What these young people urgently need, say service providers, is intensive psychiatric therapy. While they might get referred for family counseling or mediation through a PINS case, few youngsters with psychiatric issues receive adequate help. If adolescents go to a group home, the chances of receiving good mental health services are extremely remote. A much-repeated refrain is that teens need services located in their neighborhoods, including counseling, mentoring and after-school programs. Without these programs, courts can offer no solutions. They may even be making problems worse when they send kids to group homes.

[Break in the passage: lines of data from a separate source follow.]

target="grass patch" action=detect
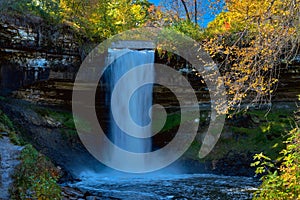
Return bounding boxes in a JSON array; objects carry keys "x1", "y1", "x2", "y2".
[
  {"x1": 0, "y1": 110, "x2": 14, "y2": 132},
  {"x1": 10, "y1": 144, "x2": 61, "y2": 200},
  {"x1": 152, "y1": 111, "x2": 208, "y2": 132}
]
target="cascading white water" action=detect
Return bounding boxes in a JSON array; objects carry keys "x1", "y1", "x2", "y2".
[{"x1": 105, "y1": 49, "x2": 154, "y2": 153}]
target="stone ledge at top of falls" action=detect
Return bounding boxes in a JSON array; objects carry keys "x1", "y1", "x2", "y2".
[
  {"x1": 0, "y1": 14, "x2": 84, "y2": 95},
  {"x1": 0, "y1": 14, "x2": 79, "y2": 56}
]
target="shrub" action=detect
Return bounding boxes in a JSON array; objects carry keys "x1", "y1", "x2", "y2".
[
  {"x1": 252, "y1": 128, "x2": 300, "y2": 200},
  {"x1": 11, "y1": 145, "x2": 61, "y2": 200}
]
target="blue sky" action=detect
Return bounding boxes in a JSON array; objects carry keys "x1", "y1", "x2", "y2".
[{"x1": 149, "y1": 0, "x2": 221, "y2": 27}]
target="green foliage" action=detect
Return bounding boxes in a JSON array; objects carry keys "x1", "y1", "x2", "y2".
[
  {"x1": 10, "y1": 145, "x2": 62, "y2": 200},
  {"x1": 252, "y1": 128, "x2": 300, "y2": 200},
  {"x1": 0, "y1": 110, "x2": 14, "y2": 131}
]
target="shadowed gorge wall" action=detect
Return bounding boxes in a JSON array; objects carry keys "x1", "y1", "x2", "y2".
[{"x1": 0, "y1": 15, "x2": 81, "y2": 95}]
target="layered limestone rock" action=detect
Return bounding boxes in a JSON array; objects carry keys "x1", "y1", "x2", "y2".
[{"x1": 0, "y1": 15, "x2": 81, "y2": 95}]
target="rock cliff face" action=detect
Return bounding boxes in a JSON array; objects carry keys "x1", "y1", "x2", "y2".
[{"x1": 0, "y1": 15, "x2": 81, "y2": 95}]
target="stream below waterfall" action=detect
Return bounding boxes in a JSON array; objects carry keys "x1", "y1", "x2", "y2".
[{"x1": 68, "y1": 173, "x2": 259, "y2": 200}]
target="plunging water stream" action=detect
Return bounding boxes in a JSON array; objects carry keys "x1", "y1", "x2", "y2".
[
  {"x1": 66, "y1": 49, "x2": 258, "y2": 200},
  {"x1": 105, "y1": 49, "x2": 154, "y2": 153}
]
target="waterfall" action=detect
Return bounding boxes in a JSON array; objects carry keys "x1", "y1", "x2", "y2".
[{"x1": 104, "y1": 49, "x2": 154, "y2": 153}]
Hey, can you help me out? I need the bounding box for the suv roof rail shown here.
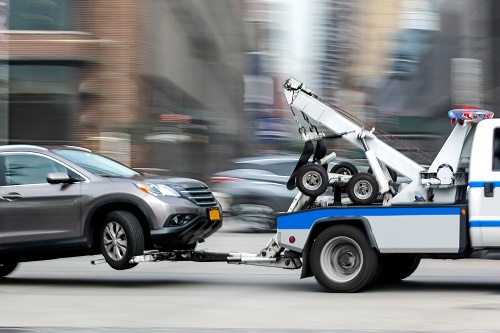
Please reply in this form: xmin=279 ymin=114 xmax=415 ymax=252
xmin=63 ymin=145 xmax=92 ymax=153
xmin=0 ymin=145 xmax=48 ymax=151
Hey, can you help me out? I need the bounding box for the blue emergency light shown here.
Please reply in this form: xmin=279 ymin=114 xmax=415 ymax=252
xmin=448 ymin=109 xmax=495 ymax=122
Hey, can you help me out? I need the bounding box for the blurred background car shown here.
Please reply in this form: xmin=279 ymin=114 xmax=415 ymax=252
xmin=210 ymin=154 xmax=368 ymax=231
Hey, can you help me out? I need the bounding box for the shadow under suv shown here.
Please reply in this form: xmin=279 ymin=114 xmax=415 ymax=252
xmin=0 ymin=145 xmax=222 ymax=277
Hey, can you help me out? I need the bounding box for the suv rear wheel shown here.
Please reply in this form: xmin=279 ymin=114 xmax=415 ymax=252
xmin=100 ymin=210 xmax=144 ymax=270
xmin=0 ymin=262 xmax=17 ymax=278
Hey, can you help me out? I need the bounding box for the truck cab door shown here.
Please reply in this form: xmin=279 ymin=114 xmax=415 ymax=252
xmin=468 ymin=120 xmax=500 ymax=247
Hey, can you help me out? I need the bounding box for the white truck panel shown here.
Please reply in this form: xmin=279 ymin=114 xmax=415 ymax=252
xmin=278 ymin=206 xmax=463 ymax=253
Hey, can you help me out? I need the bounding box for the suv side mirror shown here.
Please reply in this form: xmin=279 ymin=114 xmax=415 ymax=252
xmin=47 ymin=172 xmax=74 ymax=184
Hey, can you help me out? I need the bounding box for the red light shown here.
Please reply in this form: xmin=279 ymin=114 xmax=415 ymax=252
xmin=456 ymin=105 xmax=479 ymax=110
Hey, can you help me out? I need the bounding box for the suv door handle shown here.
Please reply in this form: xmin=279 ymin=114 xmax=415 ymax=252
xmin=2 ymin=193 xmax=22 ymax=201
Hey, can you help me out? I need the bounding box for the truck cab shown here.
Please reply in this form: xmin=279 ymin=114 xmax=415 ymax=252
xmin=468 ymin=119 xmax=500 ymax=248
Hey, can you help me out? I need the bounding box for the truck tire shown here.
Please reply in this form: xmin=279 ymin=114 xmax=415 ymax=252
xmin=0 ymin=262 xmax=17 ymax=278
xmin=330 ymin=162 xmax=358 ymax=176
xmin=347 ymin=172 xmax=379 ymax=205
xmin=297 ymin=164 xmax=328 ymax=197
xmin=310 ymin=225 xmax=379 ymax=292
xmin=100 ymin=210 xmax=144 ymax=270
xmin=377 ymin=254 xmax=420 ymax=283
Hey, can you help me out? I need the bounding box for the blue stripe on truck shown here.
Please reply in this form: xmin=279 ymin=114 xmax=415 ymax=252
xmin=469 ymin=220 xmax=500 ymax=228
xmin=278 ymin=207 xmax=460 ymax=229
xmin=469 ymin=181 xmax=500 ymax=188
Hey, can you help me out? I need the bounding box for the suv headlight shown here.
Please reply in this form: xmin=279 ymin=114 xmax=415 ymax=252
xmin=134 ymin=183 xmax=181 ymax=197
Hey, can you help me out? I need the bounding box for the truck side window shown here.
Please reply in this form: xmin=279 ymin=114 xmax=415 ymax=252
xmin=493 ymin=128 xmax=500 ymax=171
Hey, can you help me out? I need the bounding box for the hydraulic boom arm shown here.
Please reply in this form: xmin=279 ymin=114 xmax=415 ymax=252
xmin=283 ymin=78 xmax=424 ymax=193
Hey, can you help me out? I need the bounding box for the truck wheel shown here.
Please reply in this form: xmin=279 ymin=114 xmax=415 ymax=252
xmin=101 ymin=210 xmax=144 ymax=270
xmin=310 ymin=225 xmax=379 ymax=292
xmin=0 ymin=262 xmax=17 ymax=278
xmin=347 ymin=172 xmax=379 ymax=205
xmin=330 ymin=162 xmax=358 ymax=176
xmin=377 ymin=254 xmax=420 ymax=283
xmin=297 ymin=164 xmax=328 ymax=197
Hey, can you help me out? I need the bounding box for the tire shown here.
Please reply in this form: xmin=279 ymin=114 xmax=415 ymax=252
xmin=366 ymin=167 xmax=398 ymax=182
xmin=0 ymin=262 xmax=17 ymax=279
xmin=100 ymin=210 xmax=144 ymax=270
xmin=377 ymin=254 xmax=420 ymax=283
xmin=330 ymin=162 xmax=358 ymax=176
xmin=347 ymin=172 xmax=379 ymax=205
xmin=297 ymin=164 xmax=328 ymax=197
xmin=310 ymin=225 xmax=379 ymax=292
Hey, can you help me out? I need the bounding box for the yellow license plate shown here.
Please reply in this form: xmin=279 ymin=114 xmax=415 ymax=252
xmin=208 ymin=209 xmax=220 ymax=221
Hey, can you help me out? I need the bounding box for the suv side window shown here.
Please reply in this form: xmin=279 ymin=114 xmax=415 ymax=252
xmin=4 ymin=154 xmax=68 ymax=185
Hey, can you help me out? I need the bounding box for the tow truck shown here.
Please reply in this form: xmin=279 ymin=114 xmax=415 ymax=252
xmin=102 ymin=78 xmax=500 ymax=292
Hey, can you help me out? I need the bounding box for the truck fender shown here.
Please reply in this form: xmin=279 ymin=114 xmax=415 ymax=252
xmin=300 ymin=216 xmax=378 ymax=279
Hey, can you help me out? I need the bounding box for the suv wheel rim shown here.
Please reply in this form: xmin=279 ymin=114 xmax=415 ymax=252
xmin=303 ymin=171 xmax=323 ymax=191
xmin=103 ymin=222 xmax=127 ymax=260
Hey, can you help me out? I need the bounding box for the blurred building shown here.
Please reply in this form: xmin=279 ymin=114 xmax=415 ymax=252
xmin=0 ymin=0 xmax=247 ymax=182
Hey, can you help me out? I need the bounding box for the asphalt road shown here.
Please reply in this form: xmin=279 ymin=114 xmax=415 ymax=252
xmin=0 ymin=220 xmax=500 ymax=333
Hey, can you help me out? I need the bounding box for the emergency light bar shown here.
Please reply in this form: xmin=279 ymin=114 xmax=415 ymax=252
xmin=448 ymin=109 xmax=495 ymax=122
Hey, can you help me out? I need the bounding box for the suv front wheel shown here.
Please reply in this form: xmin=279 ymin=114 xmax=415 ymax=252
xmin=100 ymin=210 xmax=144 ymax=270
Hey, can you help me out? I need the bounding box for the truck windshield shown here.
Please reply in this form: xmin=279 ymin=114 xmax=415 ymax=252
xmin=53 ymin=149 xmax=139 ymax=178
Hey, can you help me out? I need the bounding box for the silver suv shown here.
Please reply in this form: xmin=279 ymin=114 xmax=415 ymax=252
xmin=0 ymin=145 xmax=222 ymax=277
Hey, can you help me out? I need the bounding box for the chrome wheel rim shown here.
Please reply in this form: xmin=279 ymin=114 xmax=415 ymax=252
xmin=104 ymin=222 xmax=127 ymax=260
xmin=354 ymin=180 xmax=373 ymax=199
xmin=302 ymin=171 xmax=323 ymax=191
xmin=320 ymin=236 xmax=363 ymax=283
xmin=335 ymin=168 xmax=352 ymax=176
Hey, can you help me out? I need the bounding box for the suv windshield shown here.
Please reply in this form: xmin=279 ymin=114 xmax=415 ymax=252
xmin=54 ymin=149 xmax=139 ymax=178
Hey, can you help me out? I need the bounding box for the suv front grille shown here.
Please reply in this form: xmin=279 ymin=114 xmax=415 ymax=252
xmin=181 ymin=187 xmax=217 ymax=207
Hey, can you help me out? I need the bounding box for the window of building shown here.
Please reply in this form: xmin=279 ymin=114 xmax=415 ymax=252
xmin=8 ymin=0 xmax=74 ymax=30
xmin=8 ymin=64 xmax=78 ymax=144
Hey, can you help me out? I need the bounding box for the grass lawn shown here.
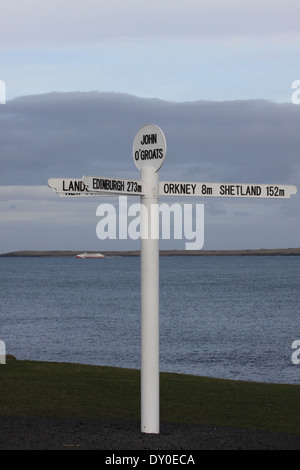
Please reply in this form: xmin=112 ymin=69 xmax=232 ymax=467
xmin=0 ymin=360 xmax=300 ymax=434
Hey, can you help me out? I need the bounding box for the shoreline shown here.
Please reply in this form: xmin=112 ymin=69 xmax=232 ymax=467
xmin=0 ymin=248 xmax=300 ymax=258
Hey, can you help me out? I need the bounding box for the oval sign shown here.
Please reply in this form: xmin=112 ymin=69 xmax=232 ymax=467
xmin=132 ymin=124 xmax=167 ymax=171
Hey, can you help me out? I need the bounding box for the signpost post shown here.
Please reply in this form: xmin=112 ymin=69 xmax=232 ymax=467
xmin=48 ymin=124 xmax=297 ymax=434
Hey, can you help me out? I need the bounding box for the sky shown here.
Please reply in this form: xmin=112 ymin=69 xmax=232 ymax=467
xmin=0 ymin=0 xmax=300 ymax=253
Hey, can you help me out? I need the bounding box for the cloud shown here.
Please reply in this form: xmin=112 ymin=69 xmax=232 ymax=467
xmin=0 ymin=0 xmax=300 ymax=47
xmin=0 ymin=92 xmax=300 ymax=252
xmin=0 ymin=92 xmax=300 ymax=185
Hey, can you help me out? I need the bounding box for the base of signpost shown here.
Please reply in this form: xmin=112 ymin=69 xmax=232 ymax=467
xmin=141 ymin=168 xmax=159 ymax=434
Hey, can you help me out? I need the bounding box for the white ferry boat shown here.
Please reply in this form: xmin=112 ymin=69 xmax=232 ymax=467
xmin=76 ymin=253 xmax=105 ymax=259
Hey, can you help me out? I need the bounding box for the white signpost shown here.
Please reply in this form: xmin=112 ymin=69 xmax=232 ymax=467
xmin=48 ymin=124 xmax=297 ymax=434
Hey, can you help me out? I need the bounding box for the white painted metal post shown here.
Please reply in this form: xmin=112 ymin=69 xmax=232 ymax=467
xmin=141 ymin=167 xmax=159 ymax=434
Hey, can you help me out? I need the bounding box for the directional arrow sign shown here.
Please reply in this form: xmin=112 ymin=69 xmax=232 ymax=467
xmin=159 ymin=181 xmax=297 ymax=199
xmin=48 ymin=178 xmax=99 ymax=197
xmin=83 ymin=176 xmax=144 ymax=196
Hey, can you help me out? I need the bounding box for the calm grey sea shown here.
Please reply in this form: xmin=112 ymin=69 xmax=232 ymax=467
xmin=0 ymin=256 xmax=300 ymax=384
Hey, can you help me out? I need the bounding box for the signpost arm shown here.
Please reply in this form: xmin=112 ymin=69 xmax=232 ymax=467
xmin=141 ymin=167 xmax=159 ymax=434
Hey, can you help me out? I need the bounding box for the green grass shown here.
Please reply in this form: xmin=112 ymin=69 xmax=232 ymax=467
xmin=0 ymin=360 xmax=300 ymax=434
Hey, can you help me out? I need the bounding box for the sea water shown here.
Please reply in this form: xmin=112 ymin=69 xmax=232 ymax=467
xmin=0 ymin=256 xmax=300 ymax=384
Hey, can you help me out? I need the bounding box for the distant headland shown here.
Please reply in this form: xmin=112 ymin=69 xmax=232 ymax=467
xmin=0 ymin=248 xmax=300 ymax=258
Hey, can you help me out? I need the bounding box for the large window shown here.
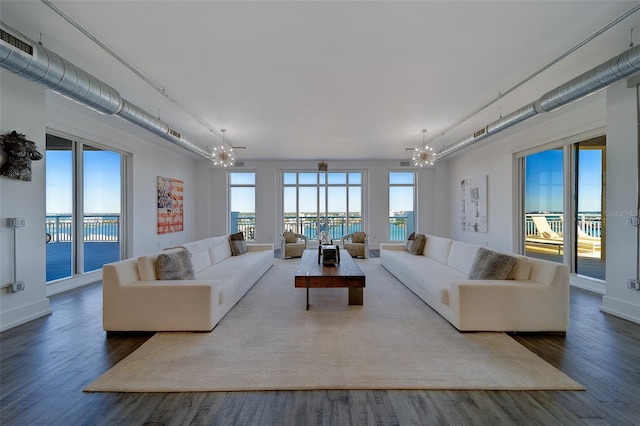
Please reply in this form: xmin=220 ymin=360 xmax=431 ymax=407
xmin=522 ymin=136 xmax=606 ymax=280
xmin=229 ymin=172 xmax=256 ymax=241
xmin=46 ymin=134 xmax=125 ymax=282
xmin=389 ymin=172 xmax=416 ymax=241
xmin=282 ymin=172 xmax=363 ymax=239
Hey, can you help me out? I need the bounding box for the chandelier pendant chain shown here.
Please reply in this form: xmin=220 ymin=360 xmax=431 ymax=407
xmin=411 ymin=129 xmax=436 ymax=167
xmin=213 ymin=129 xmax=235 ymax=167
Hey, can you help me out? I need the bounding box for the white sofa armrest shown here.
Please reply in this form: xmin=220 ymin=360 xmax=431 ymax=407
xmin=247 ymin=244 xmax=273 ymax=252
xmin=449 ymin=280 xmax=569 ymax=332
xmin=103 ymin=265 xmax=220 ymax=331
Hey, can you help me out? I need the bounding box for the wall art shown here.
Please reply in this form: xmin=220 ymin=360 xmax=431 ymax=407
xmin=158 ymin=176 xmax=184 ymax=234
xmin=460 ymin=175 xmax=487 ymax=232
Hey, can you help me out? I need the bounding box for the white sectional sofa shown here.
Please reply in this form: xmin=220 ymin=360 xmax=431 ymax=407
xmin=102 ymin=235 xmax=274 ymax=332
xmin=380 ymin=235 xmax=569 ymax=333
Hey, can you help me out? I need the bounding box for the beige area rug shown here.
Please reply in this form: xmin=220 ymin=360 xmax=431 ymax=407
xmin=85 ymin=259 xmax=584 ymax=392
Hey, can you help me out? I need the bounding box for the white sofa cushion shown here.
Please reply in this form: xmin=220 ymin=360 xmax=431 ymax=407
xmin=469 ymin=247 xmax=518 ymax=280
xmin=447 ymin=241 xmax=480 ymax=275
xmin=422 ymin=235 xmax=451 ymax=265
xmin=156 ymin=250 xmax=195 ymax=280
xmin=209 ymin=235 xmax=231 ymax=265
xmin=507 ymin=256 xmax=531 ymax=280
xmin=138 ymin=247 xmax=182 ymax=281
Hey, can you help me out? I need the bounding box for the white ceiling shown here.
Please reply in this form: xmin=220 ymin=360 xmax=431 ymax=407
xmin=0 ymin=0 xmax=640 ymax=160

Sometimes, these adolescents’ family lives are so chaotic that going to a group home is a welcome relief. (Some arrive at the court house carting an extra set of clothes.) But even when teens are okay with being in a group home, they often object to being placed on the defensive in court. When the adults in the home file a PINS case, the kids rightly feel they are being scapegoated for the family’s problems.
“Getting a PINS taken out on you makes you feel like garbage, plain and simple,” wrote Alene Taylor about her experience in Family Court in the pages of the magazine Foster Care Youth United. Taylor, who was being mistreated at home, ultimately decided that going into ACS care was for the best, but she bitterly resented the accusation that she was at fault. “My mother took out the PINS on me because she claimed I was running away and causing problems at home. Really there was a lot more going on. I was being abused at home and when I told my mother, she said that it was my fault,” wrote Taylor.
PINS cases are, by definition, litigation, pitting parents against children in an adversarial role. That situation can in itself be an impediment to solving the family’s problems. “Part of the issue is getting parents to be involved and not just pointing the finger at the kid,” says Judge Townsend. What’s more, some parents see the PINS law as an easy way to have the government take a troubled child off their hands. “Courts become a dumping ground,” adds Townsend, with parents effectively saying, “‘I can’t handle this kid. You take him.'”
Although parents can arrange to have their children go into a group home simply by signing a voluntary placement agreement with ACS, many would rather go to the courts for a PINS. “ACS, for a lot of parents, is not a positive place to go for help,” says Smith of the East New York center. “ACS blames the parents,” she notes, whereas in a PINS case it’s the child who’s on the defensive.
In the last year or so, some Family Court judges have tried to up the ante. In the past two years, Judges Myrna Martinez-Perez and Paula J. Hepner of Brooklyn and Judge Ettore Simeone of Suffolk County have held young people in contempt of court for running away from group homes. Appellate courts have overturned the orders–but they’ve also begged the state legislature to modify a 1975 law that prohibits courts from sending youngsters in PINS cases to locked facilities.
The idea behind the 1975 law was that youngsters shouldn’t be sent to jail for behavior that isn’t criminal. Skipping school, staying out late or running away, no matter how self-destructive, is not a crime in New York.
Not every state uses such a punitive model as even the one New York has now. Louisiana and Florida, for instance, employ the concept of “Families in Need of Services,” or “Children in Need of Services.” Rather than condemning the teens for all that is wrong in the home, those models acknowledge that young people don’t run away, or stop going to school, in a vacuum. The distinction is not simply semantic: A judge who has jurisdiction over the entire family can order parents to comply with services; currently, parents’ participation in counseling or mediation is completely voluntary.
Alene Taylor, for one, thinks a broader approach makes sense. “Lots of times the situation is a lot more complicated than that you’re a bad kid (that you’re a person in need of supervision),” wrote Taylor. “Often it’s your entire family that really needs help. But when they take a PINS out on you, it makes you feel like you’re the only one to blame.”